In the event of a complete power failure in a Colorado casino, all table games must be shut down until power is restored or if the establishment is equipped with a backup generator. Failure to do so can result in hefty fines. In addition, Colorado is requiring that all casinos have digital cameras in place by Jan. 1, 2024. Analog cameras will no longer be allowed for all gaming activities.
Casinos are regulated at either the state-level or by a tribal gaming authority. In many places where gaming is common, security cameras are now required by law to always track gaming tables and dealers. Consequently, casinos must keep a record of any incidents or violations recorded on video.

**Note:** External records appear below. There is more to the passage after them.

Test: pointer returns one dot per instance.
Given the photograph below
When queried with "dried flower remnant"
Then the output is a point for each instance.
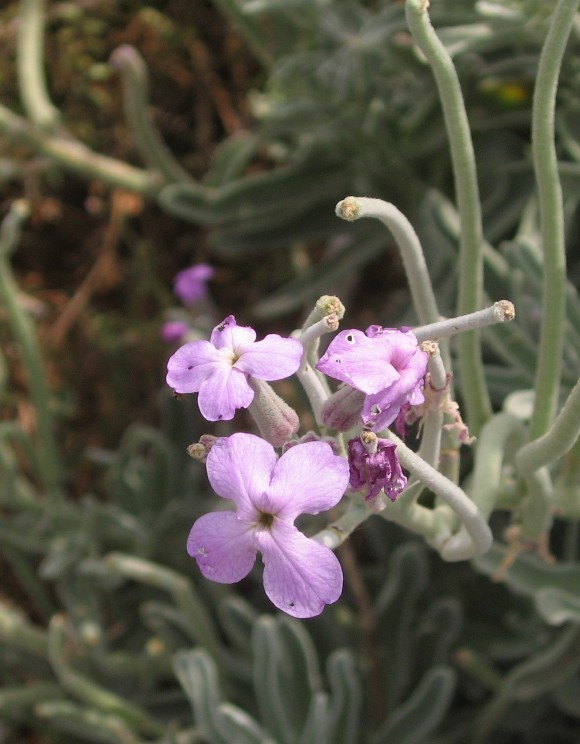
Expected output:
(374, 466)
(301, 576)
(385, 364)
(219, 369)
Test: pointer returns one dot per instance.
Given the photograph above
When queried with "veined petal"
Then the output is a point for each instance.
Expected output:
(307, 479)
(223, 547)
(272, 358)
(240, 468)
(228, 334)
(191, 364)
(362, 362)
(222, 394)
(301, 576)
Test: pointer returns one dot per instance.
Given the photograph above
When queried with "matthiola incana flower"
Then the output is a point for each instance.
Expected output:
(219, 369)
(190, 284)
(300, 575)
(374, 466)
(385, 364)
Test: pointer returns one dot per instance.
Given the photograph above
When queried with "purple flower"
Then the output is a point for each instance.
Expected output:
(374, 465)
(219, 369)
(385, 364)
(190, 284)
(300, 575)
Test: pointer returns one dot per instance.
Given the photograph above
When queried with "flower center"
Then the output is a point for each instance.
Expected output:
(265, 520)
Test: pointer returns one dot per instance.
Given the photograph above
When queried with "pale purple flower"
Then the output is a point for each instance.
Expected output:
(301, 575)
(376, 469)
(190, 285)
(385, 364)
(219, 369)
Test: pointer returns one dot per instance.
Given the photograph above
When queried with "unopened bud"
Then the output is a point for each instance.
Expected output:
(200, 450)
(330, 305)
(276, 420)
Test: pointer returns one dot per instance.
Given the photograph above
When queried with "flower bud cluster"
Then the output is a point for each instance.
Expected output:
(380, 371)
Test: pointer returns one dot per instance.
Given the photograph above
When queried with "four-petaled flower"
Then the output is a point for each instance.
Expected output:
(301, 576)
(385, 364)
(190, 285)
(219, 369)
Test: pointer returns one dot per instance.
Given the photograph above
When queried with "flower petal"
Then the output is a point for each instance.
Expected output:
(362, 362)
(307, 479)
(300, 575)
(223, 393)
(272, 358)
(240, 468)
(191, 364)
(228, 334)
(223, 546)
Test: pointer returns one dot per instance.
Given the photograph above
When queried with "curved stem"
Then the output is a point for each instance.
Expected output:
(552, 218)
(470, 288)
(561, 437)
(451, 494)
(499, 312)
(487, 473)
(77, 157)
(153, 149)
(50, 470)
(30, 66)
(354, 207)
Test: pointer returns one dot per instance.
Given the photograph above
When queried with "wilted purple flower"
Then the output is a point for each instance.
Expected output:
(190, 284)
(374, 465)
(301, 575)
(219, 369)
(385, 364)
(173, 331)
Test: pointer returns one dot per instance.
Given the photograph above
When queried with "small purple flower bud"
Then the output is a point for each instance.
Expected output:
(374, 465)
(276, 420)
(173, 331)
(190, 284)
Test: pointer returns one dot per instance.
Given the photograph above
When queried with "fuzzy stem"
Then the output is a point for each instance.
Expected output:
(153, 149)
(500, 312)
(552, 218)
(489, 463)
(337, 532)
(314, 384)
(77, 157)
(354, 207)
(466, 510)
(560, 438)
(48, 456)
(30, 66)
(470, 287)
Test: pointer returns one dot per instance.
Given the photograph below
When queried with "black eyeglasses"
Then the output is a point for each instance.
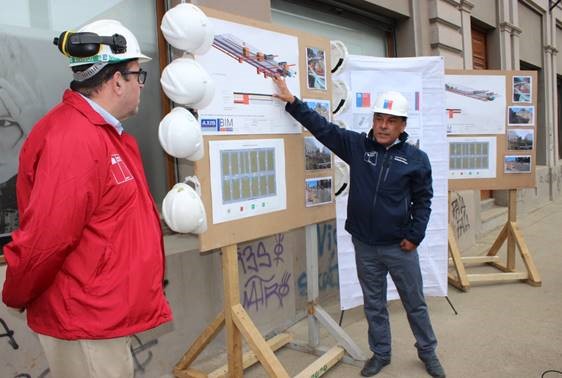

The gambling capital of the United States -- Las Vegas – is setting the pace, as the state of Nevada has set strict regulations on security operations for gaming facilities. For example, surveillance systems in casinos with annual gross gaming revenue of $15 million or more are required to be maintained and operated from a surveillance room.
This would not be possible without a VMS that can integrate with hundreds of cameras simultaneously. Another Nevada regulation states that all DVR equipment must be capable of recording at a minimum of 30 images per second, full screen, in real time; and the footage must be stored for at least seven days.
These regulations make it difficult for gaming facilities to fall behind on technology updates and with Las Vegas being a huge player in the casino industry, other American casinos are following suit.
Using In-camera Analytics to Save on Video Storage
Every casino has to comply with strict retention requirements in part because forensic examination and maintaining a clear chain of custody are extremely important. For example, the We-Ko-Pa Casino Resort in Arizona has a one-week minimum retention rate with some cameras keeping video for 30 days.
With more than 800 Hanwha Techwin cameras installed, the casino is required to store massive amounts of data. Currently, they have 500 terabytes (TB) of redundant ZFS-based network storage.
To reduce the amount needed for video surveillance footage, they use motion-based high/low recording to maximize storage. If no motion is detected in a frame, the camera is set up to record at very low quality and low frame rate. If the camera detects motion, then the recording automatically shifts to high-quality mode.
All casinos want to create a carefree environment where guests can enjoy gambling in a safe environment. Smart casinos know that smart video surveillance technology is an important investment that will pay off significantly over time by reducing thefts, increasing traffic and, ultimately, increasing their revenues.